When Your Shopping Cart Turns Over, Is There Anyone Around to Help?
My windows were shut on Sunday morning but a woman's voice came through the glass, loud and clear. I looked out and saw her ambling up the street pushing a shopping cart filled with odds and ends—blankets, scraps of clothing, bottles and cans retrieved from blue recycle bins. I glanced up and down the street to see who was bothering her, but there was no one else out walking. She was yelling at someone no one else could see. And she was angry. Very angry.
She gestured wildly as she shouted, and in the process, flipped over her cart.
"Look what you did to my cart, you motherfucker," she screamed at the invisible entity.
Cans and bottles rolled out of the cart and onto the concrete, and she began darting about to retrieve them. She'd get a couple and then turn and shuffle back to the cart, stuffing them back inside, and then putting blankets and clothing over them so they couldn't roll out again. Traffic was fairly light and the few cars on the road swerved to avoid her, honking their horns.
"Get outta the goddamn street," yelled one driver. In between picking up the last of the cans, she yelled back and shook her fist at his car. And then she began to try to put the shopping cart upright. She leaned over it, trying to heave it back onto its wheels, but she couldn't get it off the ground. Given the weight of her belongings, she simply wasn't strong enough.
Take a close look under the 101 Freeway where it crosses over Melrose Avenue and you'll see figures huddled in the shadows of the steep embankments where the ground meets the road. Inches above, oblivious drivers zoom to and fro.
Sleeping on the Venice Beach Boardwalk—and in countless doorways and covered bus benches across Los Angeles—are those who tie rags around their feet, stuff newspapers down tattered shirts, and wrap themselves in blankets so they can keep warm.

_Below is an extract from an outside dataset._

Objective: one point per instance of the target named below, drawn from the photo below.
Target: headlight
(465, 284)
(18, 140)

Tourists come for a taste of Hollywood glamour and end up taking home fake Academy Award statuettes and an insight into just how bad our "homeless problem" really is. As for those of us who live in the City of Angels year-round, we are frequently guilty of seeing our homeless population as a dangerous nuisance. As Mel Tillekeratne, the chief organizer of the Monday Night Mission, which works with homeless folks living downtown on Skid Row recently put it,
"...most people in Los Angeles call the homeless people bums and losers. Last week I heard from a friend of mine, Quinn, that someone actually peed on him while he was sleeping on the sidewalk. People in L.A. actually believe people choose to be homeless, so they don't have to help."The Los Angeles Times reported in June that the "number of homeless people in Los Angeles County jumped by 16% over the last two years, fueled by lingering economic devastation from the recession and rising rents and housing price." The official count put the homeless population at 58,000 individuals. If you spend any time in this city, it's easy to suspect that the actual number is much higher.

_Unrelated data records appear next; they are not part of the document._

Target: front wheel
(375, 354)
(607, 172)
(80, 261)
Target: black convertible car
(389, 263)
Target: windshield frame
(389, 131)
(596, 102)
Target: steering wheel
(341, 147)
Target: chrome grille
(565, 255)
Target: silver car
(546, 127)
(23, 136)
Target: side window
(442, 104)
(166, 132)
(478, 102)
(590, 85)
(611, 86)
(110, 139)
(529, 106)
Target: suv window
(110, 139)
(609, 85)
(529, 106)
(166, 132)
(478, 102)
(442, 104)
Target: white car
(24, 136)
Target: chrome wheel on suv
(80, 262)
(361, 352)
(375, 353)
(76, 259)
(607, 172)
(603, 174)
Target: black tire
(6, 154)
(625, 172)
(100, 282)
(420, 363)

No matter what direction I head when I walk out my front door, within a quarter mile there are makeshift homeless camps made up of tents, blue tarps, and blankets tied to trees and poles. And then there are those folks who are more transient, who pile their belongings into shopping carts and push them until they're too exhausted to push anymore. Sometimes, on these pothole-filled streets and cracked sidewalks, the carts turn over. Their owners are left alone, like the woman under my window, to pick up the pieces of their lives.

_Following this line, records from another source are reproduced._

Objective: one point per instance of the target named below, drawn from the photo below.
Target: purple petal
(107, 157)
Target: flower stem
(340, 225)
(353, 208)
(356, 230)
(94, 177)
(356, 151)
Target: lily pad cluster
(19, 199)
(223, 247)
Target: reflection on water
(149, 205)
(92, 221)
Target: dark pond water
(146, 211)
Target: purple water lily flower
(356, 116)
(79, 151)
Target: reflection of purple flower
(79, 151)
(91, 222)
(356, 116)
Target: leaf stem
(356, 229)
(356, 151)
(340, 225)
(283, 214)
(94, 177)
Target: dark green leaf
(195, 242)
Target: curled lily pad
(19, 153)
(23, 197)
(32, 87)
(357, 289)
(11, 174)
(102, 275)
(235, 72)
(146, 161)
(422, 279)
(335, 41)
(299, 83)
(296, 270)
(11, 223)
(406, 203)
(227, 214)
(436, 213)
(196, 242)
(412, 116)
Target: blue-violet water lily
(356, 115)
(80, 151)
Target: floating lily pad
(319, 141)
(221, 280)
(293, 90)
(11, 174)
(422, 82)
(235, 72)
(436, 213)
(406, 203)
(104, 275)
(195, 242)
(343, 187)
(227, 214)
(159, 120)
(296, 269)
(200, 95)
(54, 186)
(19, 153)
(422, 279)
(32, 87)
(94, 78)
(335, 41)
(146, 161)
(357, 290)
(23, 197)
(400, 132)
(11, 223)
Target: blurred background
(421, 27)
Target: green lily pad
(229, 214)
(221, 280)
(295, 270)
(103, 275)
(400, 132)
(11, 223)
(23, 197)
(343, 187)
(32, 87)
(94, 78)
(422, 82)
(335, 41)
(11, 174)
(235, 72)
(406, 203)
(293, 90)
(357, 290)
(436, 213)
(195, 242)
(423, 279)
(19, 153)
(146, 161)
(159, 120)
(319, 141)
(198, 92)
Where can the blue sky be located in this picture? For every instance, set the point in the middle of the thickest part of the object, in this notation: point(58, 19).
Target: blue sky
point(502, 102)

As the woman outside continued to yell, one car of teenagers/young twenty-somethings with their windows rolled down stopped at the stop sign. She began screaming profanities at them, but the car didn't immediately speed off. It seemed that the driver was talking back to her. I raised my window up a little further so I could hear their exchange. Then the driver jumped out of the car. Uh-oh. I grabbed my phone, ready to call 911, worried that he was going to do something to her.
He certainly did something—just not what I expected.
This young man, decked in his black skinny jeans and a black Morrissey t-shirt, went over to her shopping cart and pulled it upright. My mouth hung open, and I think the homeless woman in the street was pretty shocked, too.
He then proceeded to walk over to her, take her by the arm, and gently lead her back to the shopping cart. Then he turned, ran back to his car, and sped off. Reunited with her belongings, the homeless woman continued to push her shopping cart up the street, no longer talking so loudly to the unseen entity that she'd been so angry with before.